La pièce, divisée en cinq actes comme dans la tradition du drame, ne respecte pas les contraintes du genre. Les didascalies présentent un souci des détails et une description minutieuse de l’endroit qui offrent à l’œuvre un certain air naturaliste, ainsi qu’une dimension romanesque.
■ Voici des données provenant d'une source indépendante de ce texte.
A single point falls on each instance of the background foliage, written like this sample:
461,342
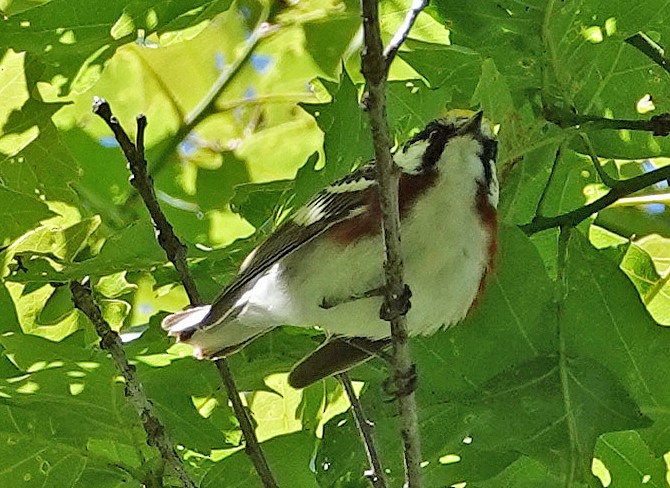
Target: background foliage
559,375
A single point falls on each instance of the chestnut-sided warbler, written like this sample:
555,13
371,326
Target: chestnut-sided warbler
323,266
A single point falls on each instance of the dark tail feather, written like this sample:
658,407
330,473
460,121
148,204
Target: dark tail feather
334,356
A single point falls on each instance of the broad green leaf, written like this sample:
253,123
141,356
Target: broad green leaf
81,40
629,461
289,458
602,303
20,213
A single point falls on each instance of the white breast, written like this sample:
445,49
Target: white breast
445,249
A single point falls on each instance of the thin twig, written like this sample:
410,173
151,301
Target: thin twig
252,446
134,391
560,297
140,179
605,178
365,428
650,49
176,253
402,33
659,125
552,173
207,106
396,302
574,217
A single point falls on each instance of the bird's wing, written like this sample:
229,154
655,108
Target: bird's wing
345,199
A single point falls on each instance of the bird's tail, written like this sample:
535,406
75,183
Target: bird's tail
214,341
183,325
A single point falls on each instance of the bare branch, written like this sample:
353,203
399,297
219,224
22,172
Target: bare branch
206,106
176,253
134,391
621,189
252,446
140,179
396,303
365,428
402,33
659,125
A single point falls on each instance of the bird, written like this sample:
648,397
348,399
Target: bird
323,266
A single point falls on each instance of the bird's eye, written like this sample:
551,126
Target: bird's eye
489,150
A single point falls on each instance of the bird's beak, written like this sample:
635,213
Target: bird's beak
474,125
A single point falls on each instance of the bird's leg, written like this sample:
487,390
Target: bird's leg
330,302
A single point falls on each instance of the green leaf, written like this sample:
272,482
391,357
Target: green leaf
20,213
83,39
629,460
601,296
289,458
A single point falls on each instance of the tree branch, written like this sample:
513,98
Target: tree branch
365,428
206,106
659,125
176,253
396,301
402,33
574,217
134,391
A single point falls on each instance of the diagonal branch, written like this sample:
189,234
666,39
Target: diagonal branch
659,125
396,302
206,106
365,428
574,217
402,33
110,342
176,253
650,49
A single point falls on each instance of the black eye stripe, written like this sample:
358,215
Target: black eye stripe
437,140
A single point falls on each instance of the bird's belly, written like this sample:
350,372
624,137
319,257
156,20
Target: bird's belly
444,282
Du point de vue de l’action, l’acte premier se déroule en Afrique où le docteur Bardamu travaille pour le compte de la Société des Nations. Il est chargé de conduire des recherches sur les maladies infectieuses et sur les conditions d’hygiène des colonies. Sous ses yeux : le spectacle de la mort, de la pauvreté, de la maladie, de l’aliénation psychologique et morale des fonctionnaires, de leur sadisme et de leurs abus sur les populations indigènes. Toutefois, il apparaît toujours impassible devant les horreurs dont il est témoin. De plus, il semble ne pas (ré)agir, comme s’il était un des spectateurs de la pièce. Cela parce que l’action est presque nulle, si bien que tout l’acte se caractérise par un développement statique des dialogues et l’accumulation de récits. Ni l’arrivée en scène du médecin inspecteur Clapot, ni encore la mort du Docteur Gaige n’entraînent de mouvement ou ne donnent de l’essor : tout se passe au fil des souvenirs et des discours rapportés (« il m’a dit », « il m’a raconté ») de façon que l’action devienne secondaire par rapport à la nécessité d’exprimer ses opinions et ses vérités sur l’état des colonies et sur la conduite maladroite des fonctionnaires.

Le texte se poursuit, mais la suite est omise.